Investor discusses budget deficit implications

Russia’s federal budget deficit will reach 2% of GDP this year, Finance Minister Anton Siluanov said.

Running a deficit is not so uncommon in the modern Russian history, Fyodor Sidorov, private investor and founder of the School of Practical Investment says.

The last times Russia posted a budget deficit were 2009 (RUR2.3), 2010 (RUR1.8 tln), 2014-2017 (the deficit ranged from RUR300 bln/$4.6 bln to RUR2.9 tln/$44.7 bln), and 2020 (RUR4.1 tln/$63.2 bln). Admittedly, Russia’s GDP has been growing over time: from RUR 38 trn in 2009 to RUR131 trn in 2021. At the end of this year, Russia’s GDP is projected to reach RUR 120 trn ($1.85 trn).
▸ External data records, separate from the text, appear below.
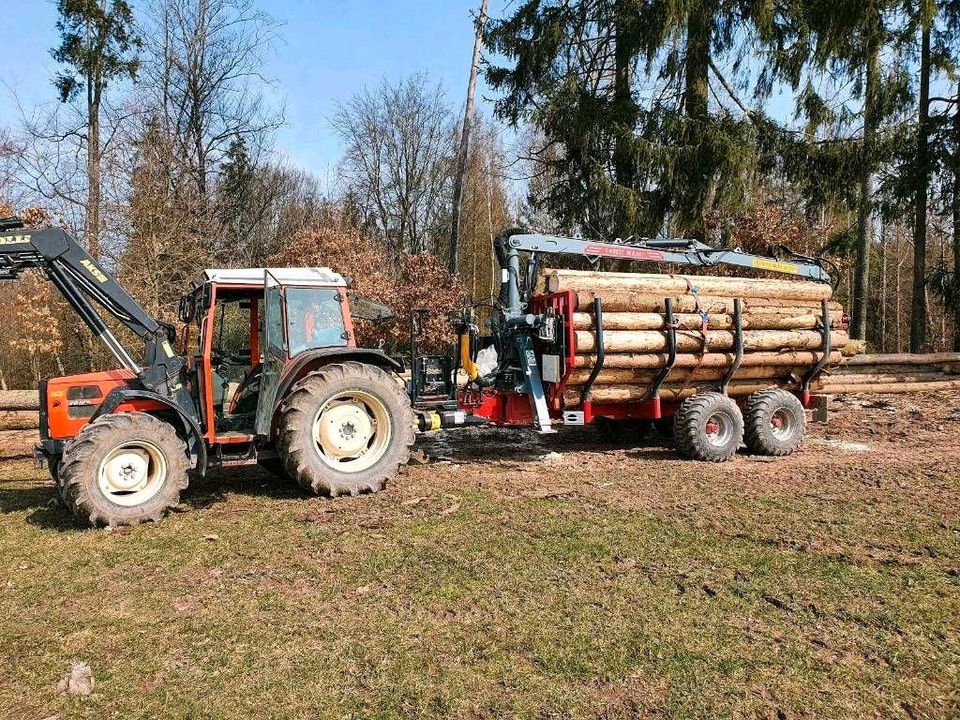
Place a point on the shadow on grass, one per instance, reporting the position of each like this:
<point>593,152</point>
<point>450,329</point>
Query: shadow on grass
<point>44,509</point>
<point>481,446</point>
<point>40,502</point>
<point>252,481</point>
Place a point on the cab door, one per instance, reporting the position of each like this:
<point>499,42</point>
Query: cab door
<point>274,352</point>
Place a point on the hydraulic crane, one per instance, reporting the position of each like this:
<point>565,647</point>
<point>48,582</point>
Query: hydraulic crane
<point>529,332</point>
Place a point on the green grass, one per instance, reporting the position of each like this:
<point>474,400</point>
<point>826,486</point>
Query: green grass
<point>779,604</point>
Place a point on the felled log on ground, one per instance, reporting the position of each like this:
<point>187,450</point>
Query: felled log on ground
<point>667,285</point>
<point>790,358</point>
<point>19,399</point>
<point>904,359</point>
<point>19,420</point>
<point>620,300</point>
<point>844,370</point>
<point>715,321</point>
<point>693,342</point>
<point>884,388</point>
<point>17,443</point>
<point>883,378</point>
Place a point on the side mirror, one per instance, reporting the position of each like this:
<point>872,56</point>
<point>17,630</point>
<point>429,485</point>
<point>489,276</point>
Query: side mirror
<point>187,308</point>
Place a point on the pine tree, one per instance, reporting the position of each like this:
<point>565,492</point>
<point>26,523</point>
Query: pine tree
<point>634,154</point>
<point>97,46</point>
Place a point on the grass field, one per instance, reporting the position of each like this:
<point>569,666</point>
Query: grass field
<point>620,583</point>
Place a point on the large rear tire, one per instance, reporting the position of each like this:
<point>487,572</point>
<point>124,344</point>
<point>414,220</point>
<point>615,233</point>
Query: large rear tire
<point>775,422</point>
<point>708,427</point>
<point>123,469</point>
<point>345,429</point>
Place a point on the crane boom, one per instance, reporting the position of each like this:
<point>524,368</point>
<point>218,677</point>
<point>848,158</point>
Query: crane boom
<point>80,279</point>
That is, if we take absolute figures, the picture does not seem catastrophic and even looks quite routine, the expert explained to Invest Foresight.

“The problem is that the recession in Russia will have a long-term effect. It may take several years for GDP to regain its 2021 level. And negative trends will grow during this time – the delayed effect of sanctions, the contraction of exports and decline in imports, the shrinking consumer demand, etc. Therefore, we can expect the budget deficit to increase next year, meaning the government will be short of funds to finance some of its expenditures. These may include salaries of state employees, social benefits, education, medicine and culture, pensions, and more. These items may have to be defunded,” Fyodor Sidorov warns.